The Israeli reaction to Merkel was not completely rosy. Several Knesset Members boycotted Merkel's address, citing the need to be vigilant about the sensitivities of Holocaust survivors (one of these MK's, Limor Livnat, said that "if even one survivor is living, German should not be allowed" in the Knesset). And in Tom Segev's opinion piece, he criticized Merkel for "her unrestrained support for Israeli policy," which, according to Segev, overlooks Israel's harsh treatment of the Palestinians. [Segev offered an intriguing explanation for Merkel's particular enthusiasm for Israel. He noted that Merkel hails from East Germany and that she thus grew up thinking that the Holocaust was the responsibility of West Germany alone. Only after German reunification in 1990 did Merkel discover that the blame lay equally on all Germans, and according to Segev, it is therefore the passion of a convert that drives Merkel's support for Israel.]
The overall tenor of Merkel's visit, however, was to make quite public Israel's exceptional relationship with Germany.

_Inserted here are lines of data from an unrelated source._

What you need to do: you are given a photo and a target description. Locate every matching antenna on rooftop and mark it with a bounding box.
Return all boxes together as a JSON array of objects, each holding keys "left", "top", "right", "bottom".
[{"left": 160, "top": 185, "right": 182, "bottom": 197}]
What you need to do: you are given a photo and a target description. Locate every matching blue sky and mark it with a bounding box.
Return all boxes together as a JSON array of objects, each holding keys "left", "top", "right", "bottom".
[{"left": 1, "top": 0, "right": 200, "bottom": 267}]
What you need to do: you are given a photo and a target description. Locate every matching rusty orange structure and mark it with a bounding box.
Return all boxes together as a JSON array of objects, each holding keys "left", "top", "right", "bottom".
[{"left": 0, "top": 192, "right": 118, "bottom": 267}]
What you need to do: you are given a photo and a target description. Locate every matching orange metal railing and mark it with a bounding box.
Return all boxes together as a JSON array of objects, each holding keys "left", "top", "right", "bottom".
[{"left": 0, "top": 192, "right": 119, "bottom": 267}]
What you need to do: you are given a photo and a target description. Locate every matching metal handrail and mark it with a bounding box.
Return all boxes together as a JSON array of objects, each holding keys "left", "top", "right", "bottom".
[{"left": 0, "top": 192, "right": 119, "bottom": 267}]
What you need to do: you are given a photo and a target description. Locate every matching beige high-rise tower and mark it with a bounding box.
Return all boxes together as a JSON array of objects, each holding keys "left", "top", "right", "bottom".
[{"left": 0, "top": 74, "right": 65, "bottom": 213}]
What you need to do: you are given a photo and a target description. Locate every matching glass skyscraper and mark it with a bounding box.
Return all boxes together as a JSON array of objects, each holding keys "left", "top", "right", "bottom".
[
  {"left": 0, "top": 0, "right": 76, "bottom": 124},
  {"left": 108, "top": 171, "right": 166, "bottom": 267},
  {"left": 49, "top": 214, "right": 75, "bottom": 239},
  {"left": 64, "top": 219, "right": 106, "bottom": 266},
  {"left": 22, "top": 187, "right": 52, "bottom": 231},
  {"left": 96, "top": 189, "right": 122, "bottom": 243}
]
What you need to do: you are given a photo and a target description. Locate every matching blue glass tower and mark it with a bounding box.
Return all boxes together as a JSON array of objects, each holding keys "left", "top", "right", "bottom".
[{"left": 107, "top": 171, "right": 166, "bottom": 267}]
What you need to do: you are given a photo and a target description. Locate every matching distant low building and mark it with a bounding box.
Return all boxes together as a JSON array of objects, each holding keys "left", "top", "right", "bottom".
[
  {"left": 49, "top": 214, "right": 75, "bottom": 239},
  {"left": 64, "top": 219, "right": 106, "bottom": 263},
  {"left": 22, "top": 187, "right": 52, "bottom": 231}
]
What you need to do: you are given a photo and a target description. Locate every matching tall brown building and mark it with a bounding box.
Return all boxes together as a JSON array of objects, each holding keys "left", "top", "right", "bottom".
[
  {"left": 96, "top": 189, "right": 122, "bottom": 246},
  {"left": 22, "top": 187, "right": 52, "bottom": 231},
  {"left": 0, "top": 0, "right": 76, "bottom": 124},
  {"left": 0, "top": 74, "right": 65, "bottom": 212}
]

The stigma against Germany and German products is almost completely gone in contemporary Israel. The vast majority of Israelis see nothing wrong in buying German products. Indeed, when I had to buy a new oven a few years ago I chose one made by the German company Bosch. But interestingly enough, the appliance salesman, before showing me the various ovens he had for sale, asked me if I would be willing to consider products from Germany. I answered in the affirmative because the Germany of today is a true friend of the State of Israel. The fact that the oven I bought is of excellent quality (Sarah's black humor: "at least we know it works") and was at a good price obviously also had a lot to do with my purchase.
Buying German products is not seen by Israelis as minimizing the Holocaust. The Holocaust is remembered and commemorated both by Germans and by Israelis, but Israel's economic, cultural, and political needs make cooperation between the two countries imperative. For example, it is precisely Germany (more than the United States) that takes Iran's growing nuclear threat with the seriousness that Israel feels it deserves. Chancellor Merkel was at pains to specifically remind the Knesset that Germany has not forgotten its responsibility for the Holocaust, but Israelis could not help but be captivated by her remarks, especially when she said: "For me, as a German chancellor, Israel's security is nonnegotiable."